Nucks1-KO Mouse

NUCKS1, also known as Nuclear Casein and Cyclin-dependent Kinase Substrate 1, is a highly conserved, vertebrate-specific, chromatin-associated protein. It has multiple functions including modulating chromatin architecture, transcription, DNA repair, and cell cycle regulation. It is involved in pathways such as homologous recombination, insulin signaling, and is related to the PI3K/AKT/mTOR and NF-κB pathways. Its expression is high in stem cells and the brain, and is developmentally regulated in mice. It is associated with several malignancies, metabolic syndrome, and Parkinson's disease, highlighting its biological importance [1,2].
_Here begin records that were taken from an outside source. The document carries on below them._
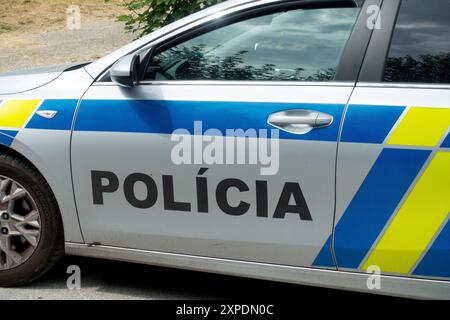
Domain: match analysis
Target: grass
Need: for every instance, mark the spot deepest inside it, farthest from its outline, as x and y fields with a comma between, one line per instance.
x=23, y=16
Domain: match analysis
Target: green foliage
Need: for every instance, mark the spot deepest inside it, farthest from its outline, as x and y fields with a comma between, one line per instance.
x=148, y=15
x=426, y=68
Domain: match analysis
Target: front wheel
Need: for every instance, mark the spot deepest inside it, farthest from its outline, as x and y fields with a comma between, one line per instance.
x=31, y=233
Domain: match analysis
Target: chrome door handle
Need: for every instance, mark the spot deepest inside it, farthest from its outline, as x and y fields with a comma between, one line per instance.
x=299, y=121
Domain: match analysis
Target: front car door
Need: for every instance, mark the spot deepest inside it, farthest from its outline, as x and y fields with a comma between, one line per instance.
x=227, y=183
x=393, y=182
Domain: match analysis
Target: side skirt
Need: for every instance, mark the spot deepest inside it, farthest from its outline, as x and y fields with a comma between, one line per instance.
x=390, y=285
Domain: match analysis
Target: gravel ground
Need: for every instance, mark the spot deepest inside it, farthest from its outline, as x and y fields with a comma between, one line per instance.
x=106, y=280
x=31, y=50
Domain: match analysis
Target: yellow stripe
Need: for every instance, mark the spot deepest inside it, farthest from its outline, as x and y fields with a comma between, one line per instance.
x=14, y=113
x=421, y=127
x=417, y=222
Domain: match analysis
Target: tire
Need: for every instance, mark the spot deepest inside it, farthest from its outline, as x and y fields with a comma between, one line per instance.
x=44, y=227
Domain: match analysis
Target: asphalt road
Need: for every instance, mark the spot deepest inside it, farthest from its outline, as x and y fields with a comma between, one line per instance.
x=106, y=280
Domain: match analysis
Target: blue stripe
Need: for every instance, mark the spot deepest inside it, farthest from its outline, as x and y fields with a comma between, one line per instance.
x=369, y=124
x=446, y=143
x=376, y=200
x=62, y=120
x=6, y=140
x=154, y=116
x=436, y=262
x=11, y=133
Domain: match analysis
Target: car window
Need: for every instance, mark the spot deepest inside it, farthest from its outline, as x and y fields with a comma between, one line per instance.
x=420, y=48
x=300, y=45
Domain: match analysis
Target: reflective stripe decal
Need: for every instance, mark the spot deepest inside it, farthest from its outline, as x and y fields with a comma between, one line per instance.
x=421, y=127
x=10, y=133
x=369, y=124
x=153, y=116
x=436, y=262
x=15, y=113
x=417, y=222
x=62, y=120
x=446, y=143
x=374, y=203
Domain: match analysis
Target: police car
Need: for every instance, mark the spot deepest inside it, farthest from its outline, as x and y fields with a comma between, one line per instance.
x=112, y=159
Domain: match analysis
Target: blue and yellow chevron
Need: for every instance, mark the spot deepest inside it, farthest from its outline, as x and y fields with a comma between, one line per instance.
x=398, y=219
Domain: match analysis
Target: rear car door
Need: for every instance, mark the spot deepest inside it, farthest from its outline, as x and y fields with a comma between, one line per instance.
x=273, y=66
x=393, y=182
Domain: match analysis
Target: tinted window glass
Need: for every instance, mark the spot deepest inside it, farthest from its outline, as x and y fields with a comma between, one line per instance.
x=301, y=45
x=420, y=49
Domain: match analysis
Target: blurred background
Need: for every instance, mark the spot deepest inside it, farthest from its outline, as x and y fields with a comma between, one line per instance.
x=35, y=33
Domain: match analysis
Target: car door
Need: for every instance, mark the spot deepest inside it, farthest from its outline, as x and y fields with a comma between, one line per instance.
x=393, y=182
x=227, y=148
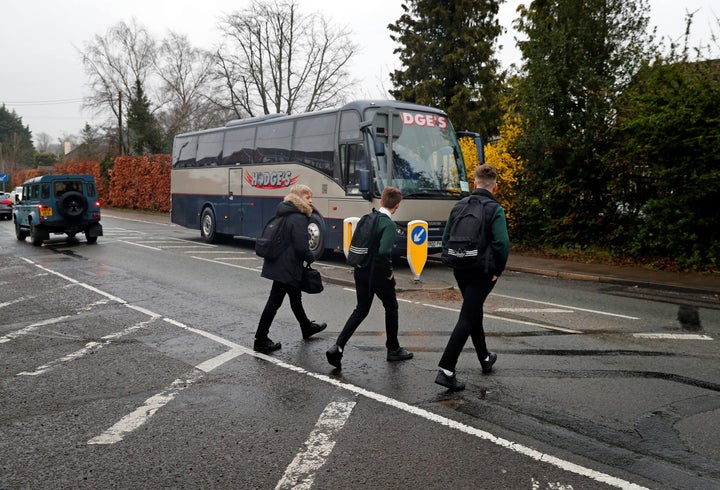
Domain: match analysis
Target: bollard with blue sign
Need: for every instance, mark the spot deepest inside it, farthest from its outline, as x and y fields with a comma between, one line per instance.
x=348, y=229
x=417, y=246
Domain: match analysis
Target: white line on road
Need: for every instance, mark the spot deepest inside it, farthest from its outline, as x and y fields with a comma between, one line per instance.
x=154, y=403
x=253, y=269
x=300, y=474
x=89, y=347
x=566, y=306
x=533, y=310
x=142, y=414
x=672, y=336
x=31, y=328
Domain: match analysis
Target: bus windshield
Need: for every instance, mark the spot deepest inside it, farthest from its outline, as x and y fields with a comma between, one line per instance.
x=426, y=158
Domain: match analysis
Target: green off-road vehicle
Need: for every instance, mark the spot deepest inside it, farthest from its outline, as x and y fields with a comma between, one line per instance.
x=59, y=204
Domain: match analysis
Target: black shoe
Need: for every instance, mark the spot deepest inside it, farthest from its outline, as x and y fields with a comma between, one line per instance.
x=334, y=356
x=449, y=382
x=266, y=345
x=312, y=329
x=400, y=354
x=488, y=362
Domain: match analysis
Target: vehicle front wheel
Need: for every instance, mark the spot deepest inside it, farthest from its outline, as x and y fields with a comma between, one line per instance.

In endometriosis, NUCKS1 is highly expressed. Inhibition of NUCKS1 in hEM15A cells decreases cell viability and migration, increases apoptosis, and reduces the expression of NF-κB, PI3K, and VEGF, suggesting it promotes endometriosis through activating PI3K and NF-κB pathways [3]. In osteosarcoma, depletion of NUCKS1 decreases cell proliferation and metastasis, while overexpression accelerates cell aggressiveness. NUCKS1 facilitates asparagine synthesis by upregulating ASNS, and LINC00629 promotes NUCKS1 expression by sponging miR-4768-3p [4]. In colorectal cancer, NUCKS1 knockdown induces cell cycle arrest, inhibits proliferation, and promotes apoptosis and autophagy, while overexpression has the opposite effects. NUCKS1 exerts its cancer-promoting function by activating the PI3K/AKT/mTOR signaling pathway [5]. In gastric cancer, NUCKS1 overexpression is related to the invasive phenotype and shortened survival. Depleting NUCKS1 induces apoptosis and reduces cell proliferation and invasiveness, while overexpression enhances these effects. NUCKS1 enhances gastric cancer cell aggressiveness via the PI3K/Akt/mTOR signaling pathway in an IGF-1R-dependent manner [6].

In conclusion, NUCKS1 plays crucial roles in DNA damage response, metabolism, cell cycle regulation, and inflammation-related immune response. Through studies in disease-relevant cell models, NUCKS1 has been shown to be involved in the progression of endometriosis, osteosarcoma, colorectal cancer, and gastric cancer. These findings suggest that understanding NUCKS1 function can provide insights into the mechanisms of these diseases and potentially identify new therapeutic targets.